Тимофей задумчиво посмотрел на свои иссеченные каменной крошкой ладони: а ведь какие крепкие еще, им бы работать да работать. «Выходит, смерть нашла мне замену. Выходит, сделал я свое дело и должен уступить другому. Дай бы бог так…»

Вывернув башлыком мешок, Тимофей надел его на голову и вышел. Всегда высокое над степью небо, словно тоже намокнув и отяжелев, просело. В серой мороси и далекий горизонт потерялся.

«Ну, ничего, там костерок разведу, подсушусь». — И он отправился по липкому глинистому месиву.

— Эй, дед! Ты опять помирать пошел? — услышал он сзади голос, обернулся. Голопузый мальчишка сидел на заплоте и смеялся. Его большая, наголо стриженная голова походила на тыкву. Тимофей улыбнулся, а мальчишка, проворно соскочив, скрылся в сенях.

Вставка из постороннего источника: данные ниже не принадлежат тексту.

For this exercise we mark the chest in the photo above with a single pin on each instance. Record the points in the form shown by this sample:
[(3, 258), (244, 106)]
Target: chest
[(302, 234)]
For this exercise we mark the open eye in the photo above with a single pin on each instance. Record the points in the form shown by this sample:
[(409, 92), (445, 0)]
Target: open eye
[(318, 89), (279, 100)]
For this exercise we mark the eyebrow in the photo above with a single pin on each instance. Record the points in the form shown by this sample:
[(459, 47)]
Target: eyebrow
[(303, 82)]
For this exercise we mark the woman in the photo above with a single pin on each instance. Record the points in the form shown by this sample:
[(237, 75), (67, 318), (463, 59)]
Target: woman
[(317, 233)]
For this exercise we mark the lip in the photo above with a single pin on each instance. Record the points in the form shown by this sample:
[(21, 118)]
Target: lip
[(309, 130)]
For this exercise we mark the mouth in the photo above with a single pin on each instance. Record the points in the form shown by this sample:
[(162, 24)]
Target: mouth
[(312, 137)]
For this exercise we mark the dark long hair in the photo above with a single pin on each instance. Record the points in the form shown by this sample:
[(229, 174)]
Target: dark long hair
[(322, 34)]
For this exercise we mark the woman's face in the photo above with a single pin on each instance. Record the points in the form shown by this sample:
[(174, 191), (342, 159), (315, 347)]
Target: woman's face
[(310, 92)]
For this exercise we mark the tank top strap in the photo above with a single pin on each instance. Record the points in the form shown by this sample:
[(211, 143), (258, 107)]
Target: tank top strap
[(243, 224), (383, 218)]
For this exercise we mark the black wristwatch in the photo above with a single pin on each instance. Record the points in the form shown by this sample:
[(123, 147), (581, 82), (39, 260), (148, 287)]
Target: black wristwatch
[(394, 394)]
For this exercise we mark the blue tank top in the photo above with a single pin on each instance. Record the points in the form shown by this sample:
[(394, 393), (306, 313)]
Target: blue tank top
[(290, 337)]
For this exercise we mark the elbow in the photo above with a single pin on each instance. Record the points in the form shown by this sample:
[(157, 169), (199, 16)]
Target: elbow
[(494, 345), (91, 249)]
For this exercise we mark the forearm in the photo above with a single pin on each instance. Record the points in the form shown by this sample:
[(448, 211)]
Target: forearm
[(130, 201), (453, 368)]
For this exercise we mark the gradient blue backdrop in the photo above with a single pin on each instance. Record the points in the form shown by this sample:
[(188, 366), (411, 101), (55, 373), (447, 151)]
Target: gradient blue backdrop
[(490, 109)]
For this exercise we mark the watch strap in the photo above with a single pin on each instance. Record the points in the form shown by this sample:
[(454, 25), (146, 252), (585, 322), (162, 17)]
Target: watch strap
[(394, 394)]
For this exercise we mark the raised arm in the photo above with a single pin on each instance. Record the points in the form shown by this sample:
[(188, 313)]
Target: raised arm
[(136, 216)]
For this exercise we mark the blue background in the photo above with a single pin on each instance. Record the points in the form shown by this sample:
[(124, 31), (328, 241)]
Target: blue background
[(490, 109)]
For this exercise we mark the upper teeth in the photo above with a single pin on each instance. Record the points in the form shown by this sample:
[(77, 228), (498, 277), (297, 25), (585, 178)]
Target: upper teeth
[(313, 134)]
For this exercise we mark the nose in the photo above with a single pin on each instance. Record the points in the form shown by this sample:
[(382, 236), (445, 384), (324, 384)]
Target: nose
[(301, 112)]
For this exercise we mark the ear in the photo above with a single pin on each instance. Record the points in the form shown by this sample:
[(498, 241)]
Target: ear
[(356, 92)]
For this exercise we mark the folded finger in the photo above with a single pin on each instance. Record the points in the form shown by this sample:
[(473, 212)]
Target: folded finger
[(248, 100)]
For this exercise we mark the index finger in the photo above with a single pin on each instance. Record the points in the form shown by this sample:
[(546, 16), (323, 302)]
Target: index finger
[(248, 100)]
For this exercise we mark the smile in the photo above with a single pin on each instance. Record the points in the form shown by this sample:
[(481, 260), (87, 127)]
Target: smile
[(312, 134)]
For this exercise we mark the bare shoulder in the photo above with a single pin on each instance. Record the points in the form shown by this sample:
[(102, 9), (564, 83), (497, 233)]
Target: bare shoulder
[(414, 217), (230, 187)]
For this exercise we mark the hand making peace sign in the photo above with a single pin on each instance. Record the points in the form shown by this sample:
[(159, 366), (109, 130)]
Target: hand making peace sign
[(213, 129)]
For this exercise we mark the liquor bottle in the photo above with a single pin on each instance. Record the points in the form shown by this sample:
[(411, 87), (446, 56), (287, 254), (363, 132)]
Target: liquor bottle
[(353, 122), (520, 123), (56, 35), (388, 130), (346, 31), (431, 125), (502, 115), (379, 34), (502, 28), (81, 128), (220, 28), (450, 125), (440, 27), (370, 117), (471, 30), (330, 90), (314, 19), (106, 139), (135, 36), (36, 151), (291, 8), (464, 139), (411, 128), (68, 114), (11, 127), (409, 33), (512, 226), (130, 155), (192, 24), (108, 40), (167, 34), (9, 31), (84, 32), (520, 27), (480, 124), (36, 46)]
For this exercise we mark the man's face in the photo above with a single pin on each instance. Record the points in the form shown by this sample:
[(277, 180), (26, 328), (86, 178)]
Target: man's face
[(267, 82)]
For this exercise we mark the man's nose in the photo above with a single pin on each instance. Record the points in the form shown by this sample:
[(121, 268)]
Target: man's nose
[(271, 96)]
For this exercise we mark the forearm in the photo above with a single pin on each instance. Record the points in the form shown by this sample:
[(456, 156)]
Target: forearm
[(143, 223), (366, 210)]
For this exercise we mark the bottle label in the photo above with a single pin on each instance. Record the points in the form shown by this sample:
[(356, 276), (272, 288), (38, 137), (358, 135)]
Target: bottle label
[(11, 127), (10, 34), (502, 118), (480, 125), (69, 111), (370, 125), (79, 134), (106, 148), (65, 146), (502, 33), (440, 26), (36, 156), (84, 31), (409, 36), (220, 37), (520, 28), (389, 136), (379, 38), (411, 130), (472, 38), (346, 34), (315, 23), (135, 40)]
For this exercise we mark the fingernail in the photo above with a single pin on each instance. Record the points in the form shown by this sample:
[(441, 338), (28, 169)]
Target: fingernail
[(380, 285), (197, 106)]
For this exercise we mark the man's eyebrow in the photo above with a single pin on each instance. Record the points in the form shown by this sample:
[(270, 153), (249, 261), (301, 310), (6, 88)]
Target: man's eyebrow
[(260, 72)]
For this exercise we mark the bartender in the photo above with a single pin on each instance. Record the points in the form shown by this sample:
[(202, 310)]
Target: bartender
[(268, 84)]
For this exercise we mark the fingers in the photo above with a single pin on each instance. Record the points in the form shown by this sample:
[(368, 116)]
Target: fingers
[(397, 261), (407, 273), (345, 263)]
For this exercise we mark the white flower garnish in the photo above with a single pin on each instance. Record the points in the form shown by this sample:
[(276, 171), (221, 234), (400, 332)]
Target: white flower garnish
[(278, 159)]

«Это Степана Вырина, меньшой, — подумал Тимофей. — Ему жить и работать уже в другом веке. А как оно там будет? Вдруг образумятся люди? Ведь для этого много не надо, в одну минуту озарение может случиться. Жалко, что я с вами уже не встречусь, но вы-то ко мне все придете…»

За селом Тимофей свернул с дороги и пошел степью. Выжженная солнцем за лето трава тоже размокла, спуталась. Тимофей прищурился, но его тополей не было видно. «Неужели и я могу так потеряться в людском море?» Он прибавил шагу…


«Вот как я 22 года ходатайствовал перед правительством о благополучии всего мира, среди забот и попечениев житейских тихим почерком 3500 листов списал без корыстной цели, ради благополучия всего мира». — Вчера уже в сумерках он высек эту фразу и никак не мог продолжить. Поначалу хотел из письма Толстого взять мысль, но места на плите оставалось мало.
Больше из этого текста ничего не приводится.